In summary, G2/M arrest induced by the absence of PRDX6 could take place through oxidative redox changes at critical cysteine residues of key proteins as part of the existing interplay between the redox status and progression of the cell cycle [24,25]. Oxidative changes resulting in the formation of an intramolecular disulfide bond between Cys330 and Cys377 in Cdc25c are important for binding of Cdc25c to 14-3-3 [77]. Formation of this disulfide induced by NRF2 genetic disruption led to G2/M arrest and was reverted by GSH [78]. Similarly, oxidation of key Cys residues leading to p53 activation and cell cycle arrest are well known [32,33]. Although we have not detected redox changes in Cdc25c and p53 in PRDX6 knockout cells, its functioning cannot be discarded. Besides, the data presented herein suggest the operation of a so far unknown additional redox mechanism of cell cycle regulation by oxidation of PCNA Cys135 and Cys162.

Conclusions

Loss of PRDX6 deprives the cell of its lipid peroxidase and iPLA2 activities with main consequences on mitochondrial function and integrity, ER stress and cell cycle arrest at G2/M phase in cultured HepG2 cells. Activation of NRF2, the main regulator of the cellular redox status and driver of cancer progression, is inhibited in a KEAP1-independent way, so that the antioxidant defenses are not set in motion. Insulin receptor is downregulated, and uptake of glucose and respiratory capacity decrease drastically. Effects on signaling pathways could be due to altered release of lipokines from phospholipids due to absence of PRDX6 PLA2 activity. The cell displays a survival response that involves activation of the autophagy program and stimulation of biosynthetic metabolic pathways that correlate with activation of E2F1 transcription factor. There are changes in the redox proteome with as many as 202 proteins significatively affected at cysteine residues and the Grx/GSH system is weakened. Oxidation of Cys135 and Cys162 of PCNA, likely forming a disulfide bond, emerges as a new redox mechanism that adds up to other known regulatory links between the cell redox status and the cell cycle responsible for arrest at G2/M phase.

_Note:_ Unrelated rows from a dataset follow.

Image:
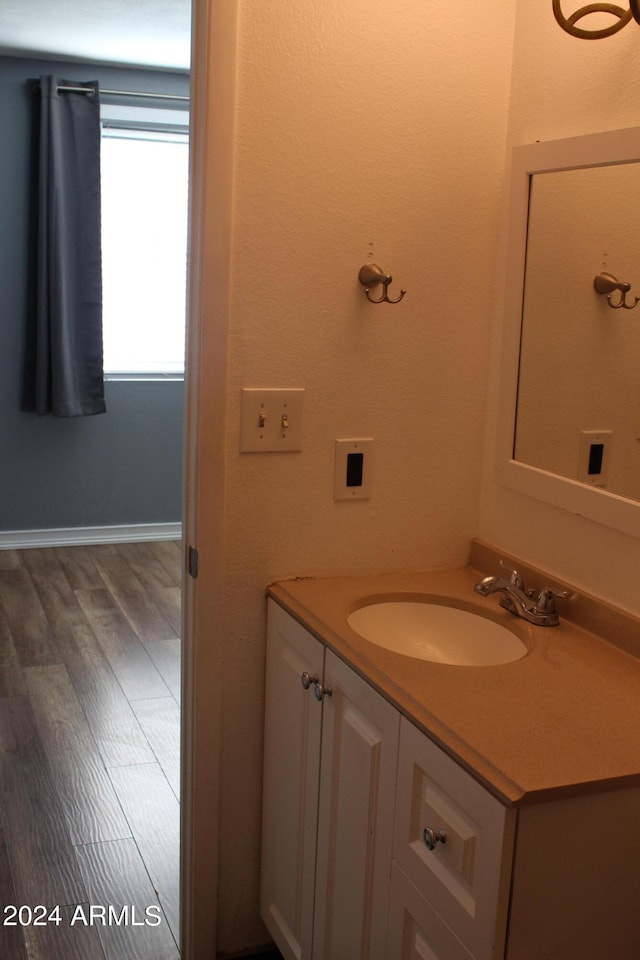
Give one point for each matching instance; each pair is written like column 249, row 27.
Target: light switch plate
column 271, row 419
column 598, row 442
column 343, row 476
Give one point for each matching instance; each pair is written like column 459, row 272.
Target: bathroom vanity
column 415, row 809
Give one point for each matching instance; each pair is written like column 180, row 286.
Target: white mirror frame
column 593, row 150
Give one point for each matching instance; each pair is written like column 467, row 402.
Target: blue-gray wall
column 122, row 467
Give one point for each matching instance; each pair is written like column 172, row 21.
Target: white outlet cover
column 341, row 491
column 271, row 419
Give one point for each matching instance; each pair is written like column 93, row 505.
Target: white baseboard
column 79, row 536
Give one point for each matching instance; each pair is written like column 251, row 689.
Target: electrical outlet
column 271, row 420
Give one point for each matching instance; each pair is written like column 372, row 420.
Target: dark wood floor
column 89, row 751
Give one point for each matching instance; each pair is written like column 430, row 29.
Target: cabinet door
column 416, row 932
column 290, row 785
column 466, row 878
column 355, row 820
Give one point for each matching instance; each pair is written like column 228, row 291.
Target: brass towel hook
column 606, row 283
column 371, row 276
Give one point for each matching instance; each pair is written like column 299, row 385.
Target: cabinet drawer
column 466, row 877
column 416, row 932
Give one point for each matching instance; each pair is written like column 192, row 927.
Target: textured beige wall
column 364, row 131
column 564, row 87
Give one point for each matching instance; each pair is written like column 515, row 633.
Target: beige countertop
column 563, row 720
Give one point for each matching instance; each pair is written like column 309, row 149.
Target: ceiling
column 149, row 33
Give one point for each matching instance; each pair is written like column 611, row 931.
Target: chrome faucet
column 540, row 610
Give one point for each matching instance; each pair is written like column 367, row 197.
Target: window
column 144, row 240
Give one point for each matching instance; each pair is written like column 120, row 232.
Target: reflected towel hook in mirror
column 606, row 284
column 622, row 18
column 371, row 276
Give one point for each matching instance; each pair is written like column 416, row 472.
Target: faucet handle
column 546, row 602
column 516, row 578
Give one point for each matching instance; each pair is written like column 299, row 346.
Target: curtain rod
column 124, row 93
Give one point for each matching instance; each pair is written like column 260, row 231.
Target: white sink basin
column 429, row 630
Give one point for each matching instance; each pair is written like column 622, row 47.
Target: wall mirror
column 569, row 430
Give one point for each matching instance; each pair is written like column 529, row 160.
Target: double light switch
column 271, row 420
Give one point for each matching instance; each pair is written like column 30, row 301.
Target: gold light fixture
column 621, row 15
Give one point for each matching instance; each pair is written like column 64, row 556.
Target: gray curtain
column 63, row 369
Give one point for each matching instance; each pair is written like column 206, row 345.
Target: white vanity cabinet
column 453, row 846
column 350, row 788
column 329, row 796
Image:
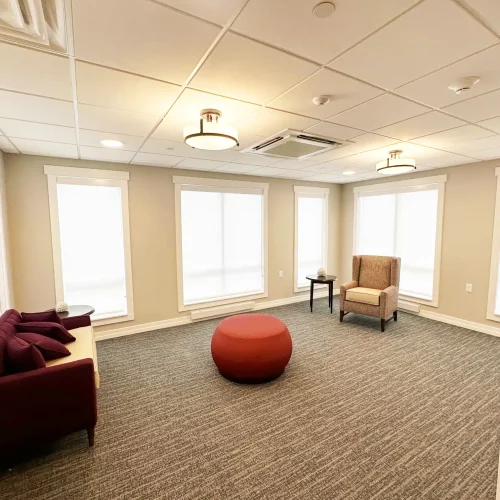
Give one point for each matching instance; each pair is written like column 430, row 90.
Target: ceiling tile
column 187, row 110
column 156, row 160
column 334, row 131
column 36, row 109
column 30, row 147
column 477, row 109
column 379, row 112
column 450, row 140
column 215, row 11
column 113, row 120
column 93, row 138
column 433, row 89
column 425, row 124
column 115, row 89
column 198, row 164
column 37, row 131
column 290, row 24
column 344, row 92
column 492, row 124
column 6, row 146
column 266, row 122
column 103, row 154
column 488, row 11
column 415, row 44
column 141, row 37
column 247, row 70
column 236, row 168
column 34, row 72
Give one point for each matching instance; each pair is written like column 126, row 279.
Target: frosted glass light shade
column 210, row 135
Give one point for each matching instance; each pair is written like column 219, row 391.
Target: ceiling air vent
column 293, row 144
column 34, row 22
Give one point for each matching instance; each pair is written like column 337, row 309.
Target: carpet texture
column 411, row 413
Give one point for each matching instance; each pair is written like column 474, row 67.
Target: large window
column 221, row 241
column 311, row 232
column 91, row 243
column 404, row 219
column 493, row 311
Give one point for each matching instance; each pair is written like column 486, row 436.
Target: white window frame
column 92, row 177
column 309, row 192
column 495, row 261
column 410, row 185
column 228, row 186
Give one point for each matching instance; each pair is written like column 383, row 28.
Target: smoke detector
column 324, row 9
column 321, row 100
column 463, row 84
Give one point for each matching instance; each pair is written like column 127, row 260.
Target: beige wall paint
column 152, row 227
column 469, row 209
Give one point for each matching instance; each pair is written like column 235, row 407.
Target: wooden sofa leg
column 91, row 434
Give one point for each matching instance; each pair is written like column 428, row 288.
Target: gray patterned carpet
column 358, row 415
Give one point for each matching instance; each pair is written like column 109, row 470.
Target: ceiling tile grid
column 143, row 69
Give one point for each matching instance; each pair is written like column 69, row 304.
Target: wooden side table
column 323, row 280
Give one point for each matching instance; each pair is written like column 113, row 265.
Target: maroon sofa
column 45, row 404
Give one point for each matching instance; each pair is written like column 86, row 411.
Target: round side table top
column 321, row 279
column 77, row 311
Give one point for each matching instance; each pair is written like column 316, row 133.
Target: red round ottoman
column 251, row 348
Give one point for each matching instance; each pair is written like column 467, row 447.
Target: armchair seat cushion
column 364, row 295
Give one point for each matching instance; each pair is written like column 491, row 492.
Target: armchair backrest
column 373, row 271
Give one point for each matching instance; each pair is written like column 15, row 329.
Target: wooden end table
column 323, row 280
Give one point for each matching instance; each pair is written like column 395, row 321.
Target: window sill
column 112, row 319
column 222, row 302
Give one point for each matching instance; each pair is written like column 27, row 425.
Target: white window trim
column 495, row 261
column 223, row 185
column 308, row 191
column 422, row 183
column 86, row 175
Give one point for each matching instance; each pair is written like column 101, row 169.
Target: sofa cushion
column 364, row 295
column 49, row 348
column 45, row 316
column 22, row 356
column 53, row 330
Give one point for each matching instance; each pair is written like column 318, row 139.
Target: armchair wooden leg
column 91, row 435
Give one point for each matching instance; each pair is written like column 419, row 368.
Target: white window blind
column 404, row 222
column 222, row 243
column 311, row 235
column 91, row 244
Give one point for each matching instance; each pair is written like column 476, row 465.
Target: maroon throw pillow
column 22, row 356
column 53, row 330
column 49, row 348
column 45, row 316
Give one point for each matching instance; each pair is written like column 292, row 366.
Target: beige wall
column 152, row 227
column 469, row 209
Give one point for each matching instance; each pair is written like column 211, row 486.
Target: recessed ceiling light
column 112, row 143
column 324, row 9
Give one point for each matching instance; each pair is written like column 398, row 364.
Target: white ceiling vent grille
column 34, row 22
column 293, row 144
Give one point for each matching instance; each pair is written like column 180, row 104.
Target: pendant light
column 394, row 164
column 209, row 133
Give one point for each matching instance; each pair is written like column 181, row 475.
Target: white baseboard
column 452, row 320
column 184, row 320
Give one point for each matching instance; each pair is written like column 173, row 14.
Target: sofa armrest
column 388, row 301
column 47, row 403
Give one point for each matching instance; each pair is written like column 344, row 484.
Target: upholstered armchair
column 374, row 288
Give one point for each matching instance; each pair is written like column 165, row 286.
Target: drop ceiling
column 139, row 70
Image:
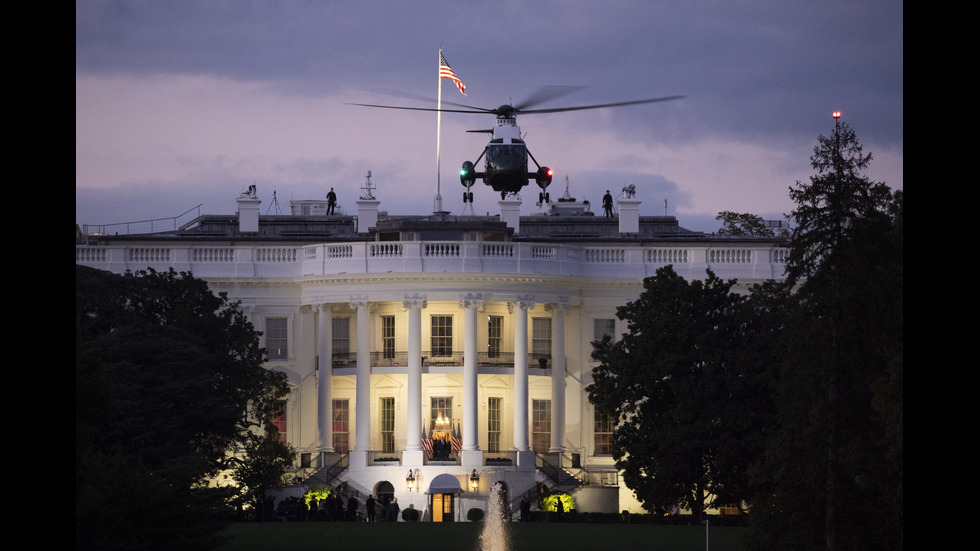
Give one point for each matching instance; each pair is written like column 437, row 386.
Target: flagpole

These findings support a role for PRDX6 in regulating mitochondrial biogenesis and function, in the control of metabolism and in cell proliferation in cultured cells. Further studies should confirm these effects in vivo.

Author contributions

MJLG, DJL, AFGJ and BCH performed the construction and characterization of the knockout monoclonal cell line. MJLG, DJL and RMT performed the experiments of cell proliferation, viability and nuclear area. JP, RMT and DJL analyzed the activity of PRDX6 and the levels of ROS. MJLG, DJL, AFGJ, BCH, RMT, JP and RRA performed Western blots and glucose and lactate determinations. RRA, DJL and CAP performed the Seahorse experiments. RRA, MJLG and DJL performed the flow cytometric analysis. DJL and CAP analyzed electron micrographs. MJLG and JAB analyzed proteomic results. JAB and CAP coordinated the cooperation and experimental design. All authors contributed to writing the manuscript.

Declaration of competing interest

The authors declare no conflict of interest.